There are limitations, of course. Submerged can be completed in about four hours, so its world lacks the epic scope of modern sandbox games, especially when you encounter the invisible boundaries that limit your adventures. Graphics can also occasionally fizzle, especially as the game switches from day to night. And, obviously, there are those who will find it all a little boring.
For everyone else, and especially those clouded by reactionary media judgments, Submerged is worth a play. It obviously doesn't make a case for the end of violence in video games - and really, why should it? - but it's a wonderful alternative to the norm: a restrained, cathartic and almost hypnotic exploration of a gorgeously bleak world.
Beyond Eyes - in a sightless world
The most fascinating thing about video games - and I've harped on about this many times before - is how they let you live lives otherwise out of common grasp.

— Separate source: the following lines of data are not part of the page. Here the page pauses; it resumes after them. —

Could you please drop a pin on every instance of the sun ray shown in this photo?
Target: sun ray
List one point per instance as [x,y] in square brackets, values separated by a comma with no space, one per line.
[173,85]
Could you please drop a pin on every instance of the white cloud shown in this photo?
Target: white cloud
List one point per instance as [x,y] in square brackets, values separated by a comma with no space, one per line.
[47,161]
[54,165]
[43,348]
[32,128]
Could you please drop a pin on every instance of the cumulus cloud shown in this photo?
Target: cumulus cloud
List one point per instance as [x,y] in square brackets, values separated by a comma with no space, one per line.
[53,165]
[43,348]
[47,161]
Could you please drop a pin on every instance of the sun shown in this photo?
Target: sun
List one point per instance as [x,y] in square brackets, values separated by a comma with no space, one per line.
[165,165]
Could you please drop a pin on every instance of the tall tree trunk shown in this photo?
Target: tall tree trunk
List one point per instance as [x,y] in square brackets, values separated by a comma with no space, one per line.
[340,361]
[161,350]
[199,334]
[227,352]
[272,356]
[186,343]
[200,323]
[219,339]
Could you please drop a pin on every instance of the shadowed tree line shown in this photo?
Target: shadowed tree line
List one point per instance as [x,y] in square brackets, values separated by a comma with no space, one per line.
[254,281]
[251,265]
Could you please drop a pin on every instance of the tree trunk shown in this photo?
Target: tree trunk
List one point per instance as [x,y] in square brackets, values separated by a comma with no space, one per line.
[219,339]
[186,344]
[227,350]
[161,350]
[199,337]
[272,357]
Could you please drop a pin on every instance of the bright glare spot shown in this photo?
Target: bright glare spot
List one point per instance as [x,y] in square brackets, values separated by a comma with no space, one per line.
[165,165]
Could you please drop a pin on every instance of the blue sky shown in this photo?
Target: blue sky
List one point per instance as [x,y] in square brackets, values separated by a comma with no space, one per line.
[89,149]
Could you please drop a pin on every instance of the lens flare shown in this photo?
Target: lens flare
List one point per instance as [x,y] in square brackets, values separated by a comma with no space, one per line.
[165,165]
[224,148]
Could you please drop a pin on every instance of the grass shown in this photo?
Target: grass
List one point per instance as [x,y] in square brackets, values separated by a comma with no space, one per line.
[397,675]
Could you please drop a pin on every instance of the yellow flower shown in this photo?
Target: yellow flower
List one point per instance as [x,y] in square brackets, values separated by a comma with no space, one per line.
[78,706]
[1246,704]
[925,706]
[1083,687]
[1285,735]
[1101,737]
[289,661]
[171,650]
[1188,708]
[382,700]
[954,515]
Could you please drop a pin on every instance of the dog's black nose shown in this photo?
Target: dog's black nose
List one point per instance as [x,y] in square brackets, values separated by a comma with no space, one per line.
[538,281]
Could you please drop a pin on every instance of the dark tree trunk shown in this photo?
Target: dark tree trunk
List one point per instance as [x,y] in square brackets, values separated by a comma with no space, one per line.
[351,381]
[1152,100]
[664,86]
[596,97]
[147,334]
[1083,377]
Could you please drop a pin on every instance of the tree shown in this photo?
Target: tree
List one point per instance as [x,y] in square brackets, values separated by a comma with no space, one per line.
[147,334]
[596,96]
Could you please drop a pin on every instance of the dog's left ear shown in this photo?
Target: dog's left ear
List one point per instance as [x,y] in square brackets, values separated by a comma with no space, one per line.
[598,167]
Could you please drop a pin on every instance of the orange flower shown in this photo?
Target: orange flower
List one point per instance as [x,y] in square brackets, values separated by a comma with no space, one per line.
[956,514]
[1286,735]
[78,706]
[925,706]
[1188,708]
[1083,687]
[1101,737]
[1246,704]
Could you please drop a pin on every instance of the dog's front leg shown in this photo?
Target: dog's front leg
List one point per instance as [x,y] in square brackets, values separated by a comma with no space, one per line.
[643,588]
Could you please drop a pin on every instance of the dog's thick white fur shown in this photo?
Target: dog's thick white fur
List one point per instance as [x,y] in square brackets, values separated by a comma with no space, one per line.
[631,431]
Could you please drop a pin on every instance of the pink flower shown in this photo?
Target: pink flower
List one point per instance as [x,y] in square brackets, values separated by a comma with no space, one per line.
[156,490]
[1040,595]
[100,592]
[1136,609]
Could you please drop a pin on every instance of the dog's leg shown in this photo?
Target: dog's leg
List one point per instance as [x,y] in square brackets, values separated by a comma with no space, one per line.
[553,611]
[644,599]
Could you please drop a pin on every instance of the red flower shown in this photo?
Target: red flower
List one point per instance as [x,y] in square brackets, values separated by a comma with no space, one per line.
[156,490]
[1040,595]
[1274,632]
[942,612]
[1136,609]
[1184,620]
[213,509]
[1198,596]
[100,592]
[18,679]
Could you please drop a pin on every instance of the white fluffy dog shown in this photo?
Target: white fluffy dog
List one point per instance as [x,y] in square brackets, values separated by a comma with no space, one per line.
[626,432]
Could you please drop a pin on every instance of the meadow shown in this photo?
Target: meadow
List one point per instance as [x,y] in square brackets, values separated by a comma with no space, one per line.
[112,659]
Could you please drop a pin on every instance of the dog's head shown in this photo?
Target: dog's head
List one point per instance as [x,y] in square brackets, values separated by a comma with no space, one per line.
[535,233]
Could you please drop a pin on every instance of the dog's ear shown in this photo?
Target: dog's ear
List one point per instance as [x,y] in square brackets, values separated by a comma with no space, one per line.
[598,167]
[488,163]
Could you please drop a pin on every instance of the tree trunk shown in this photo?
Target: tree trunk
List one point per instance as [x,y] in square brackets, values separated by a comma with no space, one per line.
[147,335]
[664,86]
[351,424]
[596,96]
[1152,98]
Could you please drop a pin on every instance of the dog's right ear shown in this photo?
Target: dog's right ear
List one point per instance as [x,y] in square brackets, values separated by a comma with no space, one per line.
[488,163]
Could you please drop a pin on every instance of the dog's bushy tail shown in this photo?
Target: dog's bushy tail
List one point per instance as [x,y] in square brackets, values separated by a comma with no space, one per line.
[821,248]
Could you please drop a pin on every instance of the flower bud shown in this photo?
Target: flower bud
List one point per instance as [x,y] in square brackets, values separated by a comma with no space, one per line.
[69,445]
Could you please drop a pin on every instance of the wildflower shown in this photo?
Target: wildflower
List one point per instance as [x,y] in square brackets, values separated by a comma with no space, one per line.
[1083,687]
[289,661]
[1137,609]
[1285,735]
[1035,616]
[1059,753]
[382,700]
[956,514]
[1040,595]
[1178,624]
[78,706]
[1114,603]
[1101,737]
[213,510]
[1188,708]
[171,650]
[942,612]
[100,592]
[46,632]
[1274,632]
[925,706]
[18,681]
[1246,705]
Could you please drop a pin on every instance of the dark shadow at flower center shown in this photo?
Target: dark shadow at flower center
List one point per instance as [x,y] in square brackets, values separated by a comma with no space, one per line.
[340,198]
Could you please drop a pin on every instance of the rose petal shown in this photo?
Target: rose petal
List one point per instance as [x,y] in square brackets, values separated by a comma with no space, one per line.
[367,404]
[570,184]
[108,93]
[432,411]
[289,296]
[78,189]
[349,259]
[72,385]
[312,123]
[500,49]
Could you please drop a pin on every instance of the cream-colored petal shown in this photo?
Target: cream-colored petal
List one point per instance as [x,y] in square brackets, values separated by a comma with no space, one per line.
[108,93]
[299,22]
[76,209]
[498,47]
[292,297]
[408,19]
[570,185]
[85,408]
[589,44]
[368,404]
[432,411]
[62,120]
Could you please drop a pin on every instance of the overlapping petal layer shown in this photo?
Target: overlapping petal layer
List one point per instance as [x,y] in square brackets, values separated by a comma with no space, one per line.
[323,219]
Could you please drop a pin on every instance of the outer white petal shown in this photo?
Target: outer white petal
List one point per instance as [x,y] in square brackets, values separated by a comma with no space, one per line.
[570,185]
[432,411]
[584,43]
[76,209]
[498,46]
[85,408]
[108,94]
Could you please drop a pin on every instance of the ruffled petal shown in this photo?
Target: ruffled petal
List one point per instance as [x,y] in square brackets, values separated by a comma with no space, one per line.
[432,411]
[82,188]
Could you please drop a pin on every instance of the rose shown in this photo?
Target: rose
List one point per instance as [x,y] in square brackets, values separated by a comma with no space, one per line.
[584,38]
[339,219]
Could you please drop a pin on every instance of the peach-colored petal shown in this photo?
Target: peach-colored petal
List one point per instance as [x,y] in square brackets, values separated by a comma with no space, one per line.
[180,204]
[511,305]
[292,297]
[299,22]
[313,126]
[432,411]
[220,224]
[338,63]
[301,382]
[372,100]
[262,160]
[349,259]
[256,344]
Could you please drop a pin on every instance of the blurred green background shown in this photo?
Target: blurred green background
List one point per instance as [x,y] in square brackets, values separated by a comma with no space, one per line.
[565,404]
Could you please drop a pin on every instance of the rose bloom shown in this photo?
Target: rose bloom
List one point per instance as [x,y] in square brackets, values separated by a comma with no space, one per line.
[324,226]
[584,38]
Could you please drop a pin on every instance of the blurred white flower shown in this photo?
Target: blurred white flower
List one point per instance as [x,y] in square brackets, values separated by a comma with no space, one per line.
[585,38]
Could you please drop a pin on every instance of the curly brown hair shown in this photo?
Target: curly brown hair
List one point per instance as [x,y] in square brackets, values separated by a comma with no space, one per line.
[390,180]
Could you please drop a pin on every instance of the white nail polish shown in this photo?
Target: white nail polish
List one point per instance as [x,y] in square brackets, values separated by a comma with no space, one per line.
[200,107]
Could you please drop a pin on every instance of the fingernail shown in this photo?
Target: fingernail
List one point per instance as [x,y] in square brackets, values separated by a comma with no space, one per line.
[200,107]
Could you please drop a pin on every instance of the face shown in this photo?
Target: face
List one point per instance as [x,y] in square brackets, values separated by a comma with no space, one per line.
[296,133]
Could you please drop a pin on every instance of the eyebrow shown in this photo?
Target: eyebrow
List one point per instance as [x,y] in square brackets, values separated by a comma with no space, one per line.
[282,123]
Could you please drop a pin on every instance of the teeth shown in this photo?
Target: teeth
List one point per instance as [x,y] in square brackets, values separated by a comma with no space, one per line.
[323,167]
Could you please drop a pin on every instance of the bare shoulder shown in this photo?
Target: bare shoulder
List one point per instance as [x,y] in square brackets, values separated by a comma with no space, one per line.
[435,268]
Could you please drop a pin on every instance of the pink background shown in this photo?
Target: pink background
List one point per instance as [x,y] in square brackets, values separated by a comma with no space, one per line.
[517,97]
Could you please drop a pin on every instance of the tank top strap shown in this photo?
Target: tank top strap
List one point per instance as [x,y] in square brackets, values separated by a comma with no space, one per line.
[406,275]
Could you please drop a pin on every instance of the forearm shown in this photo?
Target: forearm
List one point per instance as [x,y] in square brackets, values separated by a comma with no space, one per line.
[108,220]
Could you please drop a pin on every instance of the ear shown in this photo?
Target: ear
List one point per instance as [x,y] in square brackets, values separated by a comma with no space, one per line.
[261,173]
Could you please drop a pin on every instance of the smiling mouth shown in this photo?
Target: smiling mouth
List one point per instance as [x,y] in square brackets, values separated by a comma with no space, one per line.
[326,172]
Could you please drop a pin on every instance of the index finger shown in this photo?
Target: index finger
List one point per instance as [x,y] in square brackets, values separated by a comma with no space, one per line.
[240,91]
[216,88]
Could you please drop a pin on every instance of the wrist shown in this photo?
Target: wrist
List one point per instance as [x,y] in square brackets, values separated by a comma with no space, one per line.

Whether it's murderous gangsters, sporting superstars, stealthy secret agents, colossus-destroying fantasy heroes, the possibilities are endless, and by this point, it can seem that nearly all territory has been well mined.
That made Beyond Eyes (Tiger & Squid) an interesting idea on paper. In the game, available for PC, OS, Linux, PS4 and Xbox One, you play as Rei, a sheltered young blind girl who must venture outside her comfort zone in search of her lost cat. Your sightless world is a blank canvas, and it's only through memories, touch, sound and smell that surroundings begin to form in beautiful watercolour-like flourishes, so that eventually you can turn around and see entire areas fully realised.
Or do you? After all, memory can be deceiving, with scenes in the mind's eye changing dramatically without the benefit of sight. And that's unfortunately where the developer drops the ball: raindrops occasionally hamper Rei's abilities and barking dogs frighten her, but an opportunity to simulate the unsighted experience has been missed here.
Instead, we're given traces of a great game, let down by its limited story and a standard set of puzzles. The plot is quite bare-bones, which is compounded by its use of on-screen text to guide us. Worse, the gameplay hints at the confusion of a darkened world, through hampered memories and vague situations, but ends up as a multitude of generic fetch-and-carry missions.
We're not angry with Beyond Eyes, just disappointed. As far as we know, no video game previously had ever tried to create the experience of being blind. But after playing through its frustrating three-hour running time, we kind of wish no game ever did.
Not everyone will agree, and a small but devoted cult has already started to gather behind the game. For those who've seen it all in the gaming world, the ability to be "blinded" by Beyond Eyes' innovative concept might seem effective. But for casual gamers, its shortcomings are easy to see.